Ante la crisis no todos cayeron. Los bancos no siguieron la misma política para todos sus deudores y muchos de ellos pudieron sostenerse y hasta recuperarse gracias a las redes que los unían al entramado social y político de Córdoba.
No era su caso. Con raíces porteñas él, de arraigada familia entrerriana su esposa, ningún lazo familiar lo ligaba a la sociedad cordobesa.
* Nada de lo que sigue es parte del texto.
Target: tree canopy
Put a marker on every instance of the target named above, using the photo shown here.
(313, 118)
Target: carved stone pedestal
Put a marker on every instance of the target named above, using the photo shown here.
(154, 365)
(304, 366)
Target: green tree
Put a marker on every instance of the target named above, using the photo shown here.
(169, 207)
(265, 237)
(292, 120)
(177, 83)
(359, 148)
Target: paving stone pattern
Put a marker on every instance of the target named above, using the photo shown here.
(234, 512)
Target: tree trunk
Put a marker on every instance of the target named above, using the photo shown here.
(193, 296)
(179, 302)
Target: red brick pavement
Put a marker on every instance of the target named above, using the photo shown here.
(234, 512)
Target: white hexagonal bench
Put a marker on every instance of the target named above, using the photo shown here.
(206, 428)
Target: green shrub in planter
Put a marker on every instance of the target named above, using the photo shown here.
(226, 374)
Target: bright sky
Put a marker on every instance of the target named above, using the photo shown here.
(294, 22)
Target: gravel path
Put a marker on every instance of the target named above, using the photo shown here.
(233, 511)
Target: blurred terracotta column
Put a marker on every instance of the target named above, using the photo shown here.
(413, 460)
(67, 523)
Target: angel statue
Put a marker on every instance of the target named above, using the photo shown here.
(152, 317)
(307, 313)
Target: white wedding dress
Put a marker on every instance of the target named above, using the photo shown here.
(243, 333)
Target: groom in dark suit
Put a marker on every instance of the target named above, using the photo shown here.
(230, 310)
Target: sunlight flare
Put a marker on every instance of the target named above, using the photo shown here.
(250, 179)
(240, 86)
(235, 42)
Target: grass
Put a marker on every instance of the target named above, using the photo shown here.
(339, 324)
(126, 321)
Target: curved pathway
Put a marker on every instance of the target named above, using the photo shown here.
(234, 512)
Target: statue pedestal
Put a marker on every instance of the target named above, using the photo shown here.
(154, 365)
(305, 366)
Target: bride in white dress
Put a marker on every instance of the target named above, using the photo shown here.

Tampoco lo ayudaron su temperamento impulsivo, los excesos verbales, los cuantiosos gastos en que estaba comprometido (desde el apoyo económico que daba a su madre y hermanos menores, hasta sus costosas compras de instrumentos profesionales de alta calidad y libros especializados que encargaba a Buenos Aires y Europa, así como muebles, vajilla, árboles, arbustos y semillas para sus establecimientos, en nada escatimó) y mucho menos lo arriesgado de las inversiones en que se había metido por exceso de confianza en un auge que creyó duradero y fue fugaz.
Sus amigos de ayer, ¿lo dejaron caer? El impetuoso Carlitos, “nervioso, efluente y cálido”, masón, porteño, algo excéntrico, ruidoso y discutidor, sin reparos a la hora de ventilar por la prensa los conflictos que otros dirimían entre bambalinas, sin raigambre católica ni parentela cordobesa, no halló muchas manos a las que aferrarse. Entre ellas las que le tendió, sólidas, el catalán Bialet Massé.
Los bancos. Lo perdido
Los gobiernos de este período, aunque de rasgos liberales, ejercían una fuerte intervención en lo económico mediante la política crediticia y las obras públicas. En Córdoba el Banco Provincial era el principal emisor, captador y distribuidor de capitales.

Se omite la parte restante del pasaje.